The costs of the DSHG module, including catalyst replacement for the life of the plant would need to reduce to below 400 $ per kW for current hard BoS costs to reach total technology costs below $900 per kW. Concurrent reductions in the hard BoS costs from the baseline costs could relax these stringent cost reduction requirements for the DSHG modules.

As discussed in Section 3.1, the PV module contributes 9% to the LCOH and 28% to cost of the D–PV–EC DSHG module. The cost of the c-Si PV modules are expected to reduce to ∼15 c$ per W by 2030.45 This would drive down the upfront DSHG module cost from 860 $ per kW to 770 $ per kW, reducing overall DSHG module + replacement material cost by around 100 $ per kW (from 1350 $ per kW to 1265 $ per kW).

It is well known that the rapid cost reductions in the PV electricity costs have been partly driven by improvements in solar cell efficiency, especially as BoS costs have become a large fraction of the overall system cost. Improvements in PV efficiency, like the recent announcement of mass produced commercial Si cells reaching efficiencies of 26%,46 can be directly leveraged to improve the STH efficiency and reduce the overall LCOH. Additionally, the PV research community continue to drive efficiency upwards by exploring high bandgap materials in tandem with Si cells; recently reaching 33% efficiency using low-cost materials,47 with the potential to achieve close to 45% efficiency.48 We have previously shown that high efficiency tandem PV configurations can improve STH efficiency to 20% on the cell level, with increasing efficiency expected to exponentially reduce the LCOH.23

The EC costs are also important. Reducing the upfront EC costs by 50%, would bring down the upfront module cost to below <500 $ per kW, and total module costs to ∼700 $ per kW over the life of the plant for reduced PV prices. Once again, we see that membrane cost and lifetime are critical here: removing the need for catalyst and membrane replacement during the lifetime of the plant would further reduce total DSHG module costs to ∼500 $ per kW, requiring negligible BoS cost reductions. As mentioned above, technology advancements and scale up of production could enable large cost reductions in EC components.

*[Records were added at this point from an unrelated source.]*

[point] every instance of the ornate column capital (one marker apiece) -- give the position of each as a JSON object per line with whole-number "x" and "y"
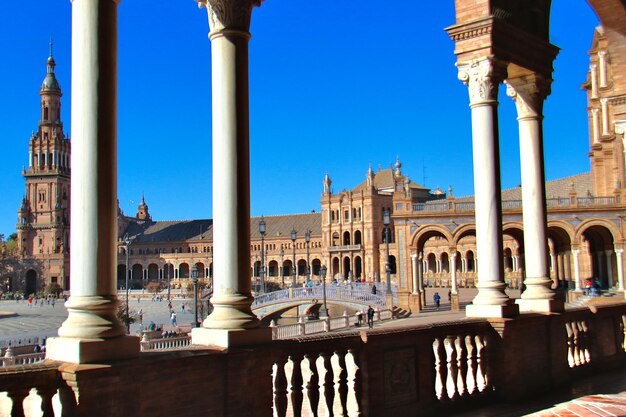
{"x": 227, "y": 15}
{"x": 483, "y": 77}
{"x": 529, "y": 93}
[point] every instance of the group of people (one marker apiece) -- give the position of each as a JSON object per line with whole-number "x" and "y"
{"x": 370, "y": 317}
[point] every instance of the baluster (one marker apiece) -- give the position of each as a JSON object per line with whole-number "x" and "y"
{"x": 354, "y": 384}
{"x": 575, "y": 342}
{"x": 570, "y": 344}
{"x": 280, "y": 389}
{"x": 585, "y": 342}
{"x": 461, "y": 365}
{"x": 624, "y": 332}
{"x": 327, "y": 393}
{"x": 311, "y": 385}
{"x": 452, "y": 367}
{"x": 295, "y": 384}
{"x": 481, "y": 377}
{"x": 341, "y": 387}
{"x": 46, "y": 394}
{"x": 440, "y": 370}
{"x": 472, "y": 366}
{"x": 17, "y": 398}
{"x": 67, "y": 398}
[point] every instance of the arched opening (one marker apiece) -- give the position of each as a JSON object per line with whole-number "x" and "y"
{"x": 358, "y": 267}
{"x": 392, "y": 265}
{"x": 183, "y": 270}
{"x": 316, "y": 265}
{"x": 153, "y": 273}
{"x": 347, "y": 267}
{"x": 600, "y": 264}
{"x": 470, "y": 260}
{"x": 335, "y": 268}
{"x": 136, "y": 281}
{"x": 121, "y": 276}
{"x": 272, "y": 269}
{"x": 31, "y": 282}
{"x": 431, "y": 263}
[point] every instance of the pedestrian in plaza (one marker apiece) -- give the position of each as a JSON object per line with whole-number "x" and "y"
{"x": 370, "y": 316}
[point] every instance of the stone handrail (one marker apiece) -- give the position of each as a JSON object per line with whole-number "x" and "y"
{"x": 556, "y": 202}
{"x": 433, "y": 369}
{"x": 167, "y": 343}
{"x": 360, "y": 293}
{"x": 323, "y": 325}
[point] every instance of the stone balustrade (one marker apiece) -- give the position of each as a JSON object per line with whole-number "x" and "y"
{"x": 422, "y": 370}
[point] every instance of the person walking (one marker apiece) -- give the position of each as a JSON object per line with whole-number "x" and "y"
{"x": 370, "y": 316}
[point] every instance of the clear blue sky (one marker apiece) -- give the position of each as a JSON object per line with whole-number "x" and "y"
{"x": 334, "y": 85}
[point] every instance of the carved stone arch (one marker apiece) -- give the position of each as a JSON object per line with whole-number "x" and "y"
{"x": 585, "y": 225}
{"x": 424, "y": 233}
{"x": 463, "y": 231}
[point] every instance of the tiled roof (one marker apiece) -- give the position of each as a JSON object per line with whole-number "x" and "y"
{"x": 554, "y": 189}
{"x": 194, "y": 230}
{"x": 384, "y": 179}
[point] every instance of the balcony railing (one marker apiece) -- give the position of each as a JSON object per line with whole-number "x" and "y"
{"x": 344, "y": 248}
{"x": 434, "y": 369}
{"x": 560, "y": 202}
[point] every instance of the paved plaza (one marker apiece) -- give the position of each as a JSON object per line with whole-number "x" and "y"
{"x": 18, "y": 320}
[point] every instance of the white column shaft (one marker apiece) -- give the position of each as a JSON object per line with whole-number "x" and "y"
{"x": 620, "y": 268}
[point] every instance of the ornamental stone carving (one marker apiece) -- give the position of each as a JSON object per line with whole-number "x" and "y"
{"x": 483, "y": 78}
{"x": 529, "y": 94}
{"x": 229, "y": 14}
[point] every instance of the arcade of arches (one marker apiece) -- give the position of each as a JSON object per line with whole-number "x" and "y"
{"x": 482, "y": 240}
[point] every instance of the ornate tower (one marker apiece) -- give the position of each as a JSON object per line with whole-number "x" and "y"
{"x": 43, "y": 217}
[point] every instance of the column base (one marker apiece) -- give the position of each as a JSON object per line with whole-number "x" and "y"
{"x": 83, "y": 351}
{"x": 491, "y": 311}
{"x": 455, "y": 304}
{"x": 226, "y": 338}
{"x": 540, "y": 306}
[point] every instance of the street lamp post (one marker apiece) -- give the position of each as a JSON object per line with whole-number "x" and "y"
{"x": 294, "y": 235}
{"x": 127, "y": 241}
{"x": 282, "y": 266}
{"x": 194, "y": 279}
{"x": 324, "y": 309}
{"x": 386, "y": 222}
{"x": 307, "y": 239}
{"x": 167, "y": 278}
{"x": 262, "y": 232}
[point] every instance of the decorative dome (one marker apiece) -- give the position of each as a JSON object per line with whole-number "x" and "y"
{"x": 50, "y": 83}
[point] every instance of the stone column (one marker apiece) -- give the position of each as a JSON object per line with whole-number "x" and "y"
{"x": 483, "y": 78}
{"x": 420, "y": 278}
{"x": 595, "y": 125}
{"x": 529, "y": 93}
{"x": 604, "y": 105}
{"x": 92, "y": 333}
{"x": 594, "y": 80}
{"x": 602, "y": 68}
{"x": 575, "y": 253}
{"x": 232, "y": 321}
{"x": 609, "y": 268}
{"x": 620, "y": 268}
{"x": 454, "y": 296}
{"x": 414, "y": 268}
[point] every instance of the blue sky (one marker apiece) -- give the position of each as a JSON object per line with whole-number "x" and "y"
{"x": 333, "y": 87}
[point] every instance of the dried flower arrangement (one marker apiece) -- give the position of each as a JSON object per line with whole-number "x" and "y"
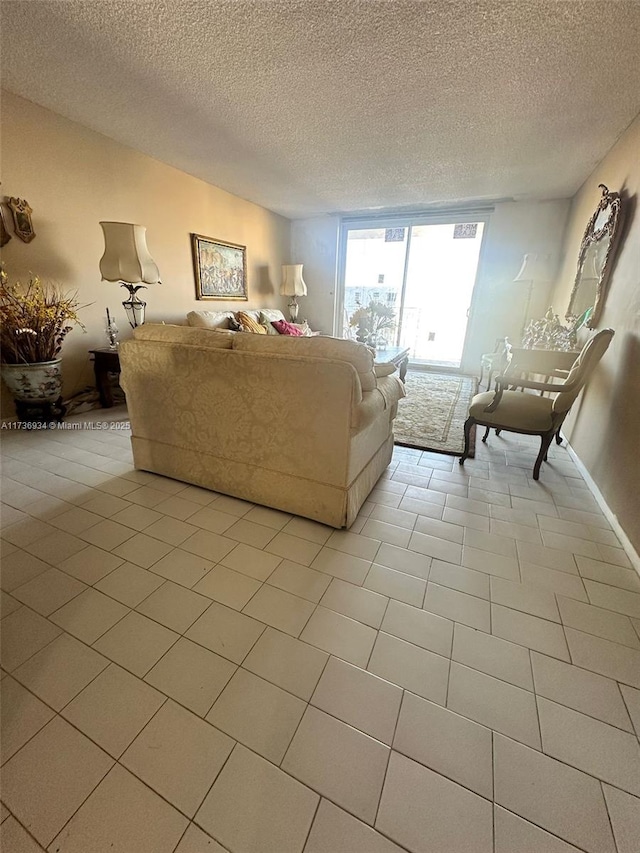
{"x": 550, "y": 333}
{"x": 371, "y": 320}
{"x": 34, "y": 320}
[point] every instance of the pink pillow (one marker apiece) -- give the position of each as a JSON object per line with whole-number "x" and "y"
{"x": 284, "y": 328}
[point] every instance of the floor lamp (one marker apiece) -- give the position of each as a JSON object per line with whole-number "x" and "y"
{"x": 534, "y": 268}
{"x": 126, "y": 260}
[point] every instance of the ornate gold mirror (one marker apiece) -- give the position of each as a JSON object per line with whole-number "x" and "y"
{"x": 595, "y": 259}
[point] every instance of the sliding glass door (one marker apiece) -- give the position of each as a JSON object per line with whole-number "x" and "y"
{"x": 425, "y": 272}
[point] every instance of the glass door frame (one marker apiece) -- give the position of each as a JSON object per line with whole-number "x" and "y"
{"x": 452, "y": 216}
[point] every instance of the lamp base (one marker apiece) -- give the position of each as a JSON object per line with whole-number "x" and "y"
{"x": 293, "y": 310}
{"x": 134, "y": 307}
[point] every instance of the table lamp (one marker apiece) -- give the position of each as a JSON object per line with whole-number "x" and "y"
{"x": 126, "y": 260}
{"x": 293, "y": 285}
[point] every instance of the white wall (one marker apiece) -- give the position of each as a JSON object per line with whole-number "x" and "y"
{"x": 604, "y": 425}
{"x": 314, "y": 243}
{"x": 514, "y": 229}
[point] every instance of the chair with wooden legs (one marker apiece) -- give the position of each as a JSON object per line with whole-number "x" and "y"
{"x": 530, "y": 414}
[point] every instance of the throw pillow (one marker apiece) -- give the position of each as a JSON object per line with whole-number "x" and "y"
{"x": 267, "y": 317}
{"x": 249, "y": 324}
{"x": 285, "y": 328}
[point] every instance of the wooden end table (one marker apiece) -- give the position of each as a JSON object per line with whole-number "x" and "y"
{"x": 398, "y": 355}
{"x": 105, "y": 361}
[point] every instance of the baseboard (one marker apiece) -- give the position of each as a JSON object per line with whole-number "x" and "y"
{"x": 630, "y": 551}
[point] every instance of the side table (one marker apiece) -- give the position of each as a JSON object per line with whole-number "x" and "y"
{"x": 105, "y": 361}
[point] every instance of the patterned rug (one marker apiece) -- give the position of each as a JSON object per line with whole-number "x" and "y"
{"x": 432, "y": 415}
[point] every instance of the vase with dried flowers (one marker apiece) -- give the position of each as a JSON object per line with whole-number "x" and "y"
{"x": 35, "y": 318}
{"x": 371, "y": 321}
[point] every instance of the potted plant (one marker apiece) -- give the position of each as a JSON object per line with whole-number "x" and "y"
{"x": 34, "y": 320}
{"x": 371, "y": 321}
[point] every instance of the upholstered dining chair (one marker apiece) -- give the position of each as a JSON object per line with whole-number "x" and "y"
{"x": 530, "y": 414}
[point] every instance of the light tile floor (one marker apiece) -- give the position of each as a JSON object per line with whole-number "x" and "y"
{"x": 183, "y": 671}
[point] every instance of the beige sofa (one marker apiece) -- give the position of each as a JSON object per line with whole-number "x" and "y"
{"x": 300, "y": 424}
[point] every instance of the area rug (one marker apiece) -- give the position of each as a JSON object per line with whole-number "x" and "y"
{"x": 432, "y": 415}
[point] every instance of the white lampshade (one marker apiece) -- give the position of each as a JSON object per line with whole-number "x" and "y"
{"x": 534, "y": 268}
{"x": 126, "y": 257}
{"x": 292, "y": 281}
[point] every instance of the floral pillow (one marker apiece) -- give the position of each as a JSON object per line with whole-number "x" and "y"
{"x": 249, "y": 324}
{"x": 285, "y": 328}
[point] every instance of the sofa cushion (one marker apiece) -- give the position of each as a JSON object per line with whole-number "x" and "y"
{"x": 211, "y": 338}
{"x": 209, "y": 319}
{"x": 336, "y": 349}
{"x": 249, "y": 323}
{"x": 285, "y": 328}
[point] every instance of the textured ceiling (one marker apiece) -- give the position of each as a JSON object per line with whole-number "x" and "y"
{"x": 342, "y": 105}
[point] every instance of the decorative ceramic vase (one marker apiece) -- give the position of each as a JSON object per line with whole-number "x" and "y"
{"x": 34, "y": 383}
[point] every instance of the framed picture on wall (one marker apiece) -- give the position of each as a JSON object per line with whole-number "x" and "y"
{"x": 220, "y": 269}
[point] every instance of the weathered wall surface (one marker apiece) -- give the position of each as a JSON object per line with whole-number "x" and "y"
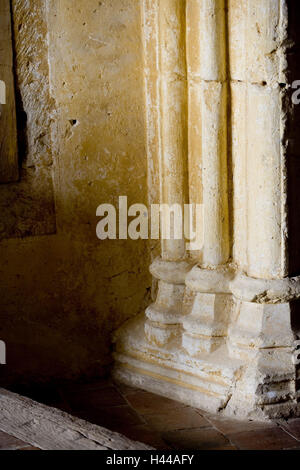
{"x": 62, "y": 290}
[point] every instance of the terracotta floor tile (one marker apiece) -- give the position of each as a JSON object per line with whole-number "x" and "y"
{"x": 230, "y": 426}
{"x": 179, "y": 418}
{"x": 124, "y": 389}
{"x": 8, "y": 442}
{"x": 30, "y": 448}
{"x": 148, "y": 403}
{"x": 108, "y": 396}
{"x": 143, "y": 433}
{"x": 264, "y": 439}
{"x": 197, "y": 439}
{"x": 112, "y": 418}
{"x": 293, "y": 427}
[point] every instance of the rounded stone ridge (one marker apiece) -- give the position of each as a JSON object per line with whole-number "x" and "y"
{"x": 226, "y": 280}
{"x": 264, "y": 291}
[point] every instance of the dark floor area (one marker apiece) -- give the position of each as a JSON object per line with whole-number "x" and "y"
{"x": 160, "y": 422}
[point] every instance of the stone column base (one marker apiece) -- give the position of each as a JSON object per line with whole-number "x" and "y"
{"x": 215, "y": 382}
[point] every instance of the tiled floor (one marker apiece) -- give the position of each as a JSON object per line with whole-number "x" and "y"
{"x": 8, "y": 442}
{"x": 163, "y": 423}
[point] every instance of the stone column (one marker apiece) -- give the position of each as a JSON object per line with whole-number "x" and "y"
{"x": 239, "y": 349}
{"x": 262, "y": 333}
{"x": 165, "y": 72}
{"x": 207, "y": 316}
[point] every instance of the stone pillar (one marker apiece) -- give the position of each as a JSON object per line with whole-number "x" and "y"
{"x": 262, "y": 333}
{"x": 206, "y": 322}
{"x": 165, "y": 72}
{"x": 236, "y": 299}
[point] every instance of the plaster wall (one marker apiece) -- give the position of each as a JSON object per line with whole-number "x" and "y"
{"x": 80, "y": 113}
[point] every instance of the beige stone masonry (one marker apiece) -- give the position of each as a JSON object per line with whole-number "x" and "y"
{"x": 221, "y": 334}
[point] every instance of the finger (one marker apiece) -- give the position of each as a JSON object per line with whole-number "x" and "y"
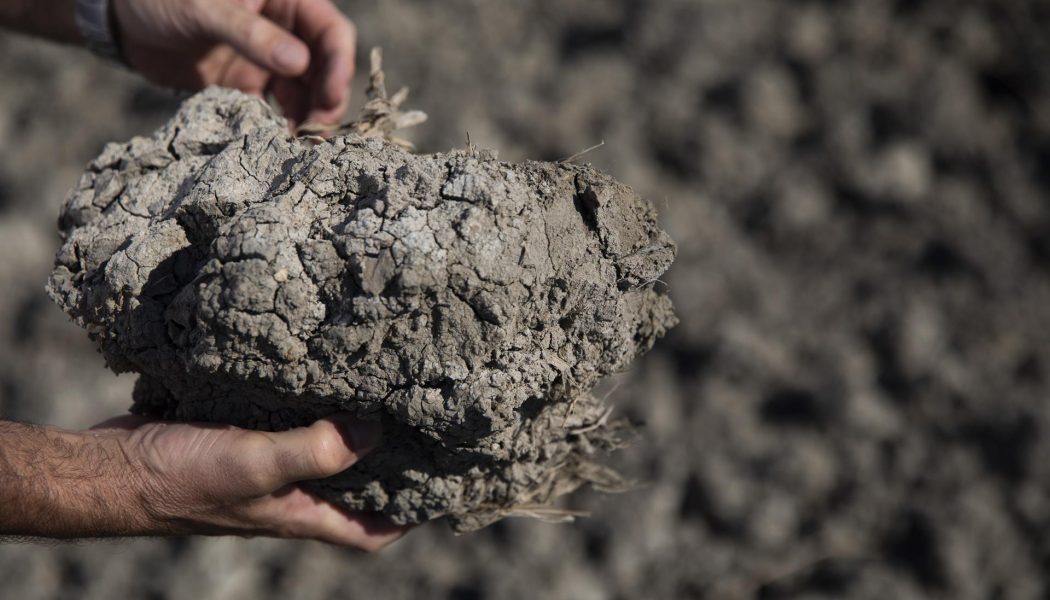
{"x": 297, "y": 514}
{"x": 333, "y": 41}
{"x": 329, "y": 447}
{"x": 258, "y": 39}
{"x": 123, "y": 422}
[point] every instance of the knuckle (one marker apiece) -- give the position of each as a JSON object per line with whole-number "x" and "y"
{"x": 329, "y": 454}
{"x": 254, "y": 460}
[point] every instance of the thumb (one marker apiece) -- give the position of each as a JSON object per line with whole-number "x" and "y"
{"x": 327, "y": 448}
{"x": 258, "y": 39}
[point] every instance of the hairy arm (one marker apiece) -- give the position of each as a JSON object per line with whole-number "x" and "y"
{"x": 53, "y": 19}
{"x": 134, "y": 476}
{"x": 62, "y": 484}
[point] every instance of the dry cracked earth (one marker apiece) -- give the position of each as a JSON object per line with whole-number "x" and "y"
{"x": 854, "y": 405}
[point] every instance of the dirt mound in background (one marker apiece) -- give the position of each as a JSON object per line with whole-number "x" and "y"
{"x": 265, "y": 281}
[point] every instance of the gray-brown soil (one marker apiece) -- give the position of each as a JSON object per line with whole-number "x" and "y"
{"x": 855, "y": 402}
{"x": 470, "y": 305}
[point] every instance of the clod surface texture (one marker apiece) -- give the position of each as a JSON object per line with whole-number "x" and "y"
{"x": 470, "y": 305}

Assuming that total DSHG module costs to be lowered to 700 $ per kW for the life of the plant, hard BoS costs will still be required to be reduced by 60% to around 200 $ per kW to achieve LCOH of 2 $ per kg. Optimising the plant design to minimise the costs of the gas and water handling systems and associated sensors may provide some of these savings. Currently most of the DSHG demonstrations are at small scale: in labs or at pilot scale. Scaling up the add scalability vs. cost reduction discussion.

4. Conclusion

In this work a comprehensive techno-economic analysis is performed for different direct solar hydrogen generation (DSHG) configurations to understand the impact of module and plant design on LCOH and identify key research areas to drive down the costs rapidly. DSHG configurations are further compared with off-grid PV–Electrolyser (PV–E) to understand the potential of DSHG for low-cost renewable hydrogen.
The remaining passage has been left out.